Identification of novel NLRP3 inhibitors: a comprehensive approach using 2D-QSAR, molecular docking, molecular dynamics simulation and drug-likeness evaluation

This research, employing computational methodologies, aimed to discover potential inhibitors for the nucleotide-binding oligomerization domain-like receptor protein 3 (NLRP3), an intracellular sensor pivotal in inflammation and various disease processes. Despite NLRP3's critical role, there remains a research gap in the identification of novel inhibitors, making this study’s objective significant. Through statistical techniques such as principal component analysis (PCA) and K-means clustering, data refinement and division was conducted in this research, leading to a more targeted set of potential inhibitors. By employing stepwise and subset multiple linear regression, a two-dimensional quantitative structure–activity relationship (2D-QSAR) model was developed, revealing six essential molecular descriptors for inhibitory activity.
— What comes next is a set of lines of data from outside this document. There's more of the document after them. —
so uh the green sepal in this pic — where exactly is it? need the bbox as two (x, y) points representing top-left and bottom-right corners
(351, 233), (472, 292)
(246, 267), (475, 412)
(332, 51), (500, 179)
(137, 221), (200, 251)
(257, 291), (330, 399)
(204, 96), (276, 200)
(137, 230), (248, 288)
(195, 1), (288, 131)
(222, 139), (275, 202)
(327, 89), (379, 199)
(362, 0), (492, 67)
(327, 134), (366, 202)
The interpretation of these descriptors led to the proposition of five potential compounds. One of these proposed compounds demonstrated remarkable binding affinity through molecular docking studies, marking it as a promising inhibitor of NLRP3. Further verification of this compound’s potential was conducted via molecular dynamics simulations, affirming its stability and interactions within the protein–ligand system. Compliance with lipinski’s rule of five indicated the drug-like properties of the proposed compounds and their potential for oral bioavailability. This study not only underscores the power of computational techniques in drug discovery but also highlights a promising candidate for therapeutic intervention against NLRP3-mediated inflammatory conditions. The identified compounds, particularly the one with remarkable binding affinity, may pave the way for future pharmacological advancements in treating inflammation-related diseases.